The objective of the project is to empower women entrepreneurs by providing access to financial and non-financial information relevant to develop and grow business.
The project will create a networking platform to connect women entrepreneurs and encourage peer-to-peer learning, mentoring as well as information and knowledge sharing.
The platform, which will be accessible on information communication technology (ICT) gadgets including mobile phones, will enable women to access business training, financial services and locally relevant business information, and mentors among other services to support the overall goal of enhanced financial inclusion of women, leading ultimately to increased economic activity in Africa.
Speaking during the official opening, the Principal Secretary of Family Affairs, Mrs. Marie-Josee Bonne highlighted the need for doing some work which contributes towards the empowerment of women.
“Although Seychelles has made progress by implementing policies that create an environment of equal opportunity, there is still room to ensuring that entrepreneurial landscape in our country is one that enables women to be more independent and enterprising.”
She also added that empowering women to create their own networks as well as providing them with the much-needed information has the potential to result in a multiplier effect. “The returns have the capacity to alter the way business is conducted as well as how governments create policies and the shape of employment on the continent”, added Mrs. Bonne.
Speaking at the same meeting, COMESA Director of Gender and Social Affairs and Head of Delegation Mrs. Beatrice Simwapenga Hamusonde underscored that the studies conducted separately by COMESA and African Development Bank (AfDB) revealed gender-specific challenges which are negatively affecting women entrepreneurs to develop or grow their business.
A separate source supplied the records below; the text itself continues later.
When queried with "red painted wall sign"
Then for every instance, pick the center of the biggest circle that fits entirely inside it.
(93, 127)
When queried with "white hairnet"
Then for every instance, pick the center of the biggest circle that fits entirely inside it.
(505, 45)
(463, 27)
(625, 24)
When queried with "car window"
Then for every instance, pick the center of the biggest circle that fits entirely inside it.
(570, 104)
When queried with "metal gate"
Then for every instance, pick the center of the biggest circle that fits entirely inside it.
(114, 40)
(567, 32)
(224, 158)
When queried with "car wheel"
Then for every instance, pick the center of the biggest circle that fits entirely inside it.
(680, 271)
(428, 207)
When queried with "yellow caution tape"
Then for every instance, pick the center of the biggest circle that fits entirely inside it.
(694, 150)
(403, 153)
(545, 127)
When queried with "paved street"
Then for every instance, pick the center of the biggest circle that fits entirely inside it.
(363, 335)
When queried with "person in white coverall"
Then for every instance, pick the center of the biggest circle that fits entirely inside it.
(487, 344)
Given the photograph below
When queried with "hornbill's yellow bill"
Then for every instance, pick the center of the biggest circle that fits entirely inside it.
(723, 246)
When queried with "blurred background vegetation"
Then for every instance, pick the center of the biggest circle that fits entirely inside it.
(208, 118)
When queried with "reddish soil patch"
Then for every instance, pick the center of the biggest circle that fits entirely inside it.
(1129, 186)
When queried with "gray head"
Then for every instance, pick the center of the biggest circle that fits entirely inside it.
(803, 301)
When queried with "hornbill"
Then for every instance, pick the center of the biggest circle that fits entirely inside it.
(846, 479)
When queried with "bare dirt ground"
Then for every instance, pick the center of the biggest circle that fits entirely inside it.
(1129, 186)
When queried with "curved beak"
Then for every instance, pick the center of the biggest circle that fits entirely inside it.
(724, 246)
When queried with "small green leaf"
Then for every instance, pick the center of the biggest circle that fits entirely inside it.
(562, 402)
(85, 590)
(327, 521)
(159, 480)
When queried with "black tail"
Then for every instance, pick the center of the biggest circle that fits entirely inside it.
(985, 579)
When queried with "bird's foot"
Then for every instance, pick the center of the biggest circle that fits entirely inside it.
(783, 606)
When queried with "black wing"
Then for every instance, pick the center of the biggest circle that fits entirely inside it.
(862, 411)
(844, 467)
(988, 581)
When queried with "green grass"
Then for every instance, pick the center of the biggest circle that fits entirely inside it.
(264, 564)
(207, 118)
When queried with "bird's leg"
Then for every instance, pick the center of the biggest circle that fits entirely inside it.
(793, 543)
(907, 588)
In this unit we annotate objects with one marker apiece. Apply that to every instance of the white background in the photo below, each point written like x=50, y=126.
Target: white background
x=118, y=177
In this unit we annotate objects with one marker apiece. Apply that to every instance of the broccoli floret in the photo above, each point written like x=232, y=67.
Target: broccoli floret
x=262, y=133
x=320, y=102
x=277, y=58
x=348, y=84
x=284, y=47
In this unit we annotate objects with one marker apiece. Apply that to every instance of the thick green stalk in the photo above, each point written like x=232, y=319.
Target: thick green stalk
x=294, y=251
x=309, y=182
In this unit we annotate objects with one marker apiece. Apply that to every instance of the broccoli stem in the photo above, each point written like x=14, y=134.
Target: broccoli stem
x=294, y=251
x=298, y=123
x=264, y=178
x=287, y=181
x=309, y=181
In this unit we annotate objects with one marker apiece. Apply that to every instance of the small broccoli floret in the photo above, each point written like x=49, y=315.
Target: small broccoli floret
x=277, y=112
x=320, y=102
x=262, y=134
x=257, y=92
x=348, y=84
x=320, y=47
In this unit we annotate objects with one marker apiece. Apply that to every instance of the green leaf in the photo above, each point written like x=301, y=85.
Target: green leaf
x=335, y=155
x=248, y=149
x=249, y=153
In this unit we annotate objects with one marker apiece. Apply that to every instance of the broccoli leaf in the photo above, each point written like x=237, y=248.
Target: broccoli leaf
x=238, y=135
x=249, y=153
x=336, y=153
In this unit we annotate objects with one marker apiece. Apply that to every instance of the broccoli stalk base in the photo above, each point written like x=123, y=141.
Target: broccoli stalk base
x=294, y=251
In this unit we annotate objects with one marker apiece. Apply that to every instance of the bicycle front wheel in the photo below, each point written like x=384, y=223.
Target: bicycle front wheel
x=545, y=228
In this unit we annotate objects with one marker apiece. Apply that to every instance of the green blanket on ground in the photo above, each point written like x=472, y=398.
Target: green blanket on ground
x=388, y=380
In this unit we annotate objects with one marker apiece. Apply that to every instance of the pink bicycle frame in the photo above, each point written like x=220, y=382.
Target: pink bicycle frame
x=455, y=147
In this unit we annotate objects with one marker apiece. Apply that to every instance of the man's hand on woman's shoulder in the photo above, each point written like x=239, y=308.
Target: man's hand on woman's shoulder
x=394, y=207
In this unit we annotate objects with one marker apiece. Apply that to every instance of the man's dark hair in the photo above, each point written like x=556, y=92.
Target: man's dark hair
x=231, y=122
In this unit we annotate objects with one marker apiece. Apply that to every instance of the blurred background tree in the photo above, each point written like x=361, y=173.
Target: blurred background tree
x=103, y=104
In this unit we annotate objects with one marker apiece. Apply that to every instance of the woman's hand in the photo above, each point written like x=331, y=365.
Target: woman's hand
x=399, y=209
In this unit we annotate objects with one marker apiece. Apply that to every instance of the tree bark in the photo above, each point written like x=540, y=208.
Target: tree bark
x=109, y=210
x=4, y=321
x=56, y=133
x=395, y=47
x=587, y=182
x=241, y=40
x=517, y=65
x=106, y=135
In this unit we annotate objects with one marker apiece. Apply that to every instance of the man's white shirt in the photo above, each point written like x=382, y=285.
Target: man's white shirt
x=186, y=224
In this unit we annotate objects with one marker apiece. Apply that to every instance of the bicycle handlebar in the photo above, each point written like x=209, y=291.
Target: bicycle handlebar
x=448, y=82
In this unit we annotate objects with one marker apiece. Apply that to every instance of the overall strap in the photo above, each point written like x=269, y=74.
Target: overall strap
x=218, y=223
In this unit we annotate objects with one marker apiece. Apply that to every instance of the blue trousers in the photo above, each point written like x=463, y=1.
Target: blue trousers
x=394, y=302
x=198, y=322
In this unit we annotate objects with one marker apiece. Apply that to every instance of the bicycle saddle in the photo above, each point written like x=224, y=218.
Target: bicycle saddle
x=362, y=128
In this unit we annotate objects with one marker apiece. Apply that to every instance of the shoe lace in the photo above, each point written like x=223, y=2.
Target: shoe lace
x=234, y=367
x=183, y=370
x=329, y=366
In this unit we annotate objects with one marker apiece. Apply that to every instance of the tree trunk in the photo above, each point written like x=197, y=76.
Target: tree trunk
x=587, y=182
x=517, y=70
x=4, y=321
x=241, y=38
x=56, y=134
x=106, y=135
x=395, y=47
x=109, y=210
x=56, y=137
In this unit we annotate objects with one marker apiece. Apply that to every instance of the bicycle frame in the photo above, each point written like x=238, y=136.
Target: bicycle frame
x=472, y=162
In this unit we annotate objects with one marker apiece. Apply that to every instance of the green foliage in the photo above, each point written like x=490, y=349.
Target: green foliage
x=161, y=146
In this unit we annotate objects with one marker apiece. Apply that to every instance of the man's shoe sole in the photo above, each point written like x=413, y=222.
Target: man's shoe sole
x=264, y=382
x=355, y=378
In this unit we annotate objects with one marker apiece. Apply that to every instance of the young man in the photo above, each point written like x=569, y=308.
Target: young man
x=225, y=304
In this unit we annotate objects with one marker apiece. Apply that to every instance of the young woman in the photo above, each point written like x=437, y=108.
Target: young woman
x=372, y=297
Some of the challenges include: Inadequate skills on business and export management, costing, pricing and packaging; Limited access to trade information and markets; Lack of linkages to finance lending institutions Limited knowledge and capacity to comply with standards and regulations; Lack of opportunities for mentorship and sharing of experiences; Lack of platform dedicated to the information needs of women entrepreneurs; and Limited access to information on investment opportunities.
Mrs. Hamusonde highlighted that the use of Information Communication Technology (ICTs) as an enabler will contribute to lessening some of the challenges affecting women to start or grow their businesses. This, therefore, led to the conceptualizing on the 50 Million African Women Speak Project.
The 50MAWS project is in line with provisions for women empowerment in the COMESA Treaty and Gender Policy; African Union Agenda 2063 and the Sustainable Development Goals (SDGs), especially goal 5: Achieve Gender Equality and Empower all women and girls. It is expected that this platform will impact millions of African women and create jobs for youth from the increased business activities, and capital flow.
Similar stakeholder engagements were conducted in Eswatini, Ethiopia, Djibouti, Madagascar, Malawi, Sudan, Zambia and Zimbabwe.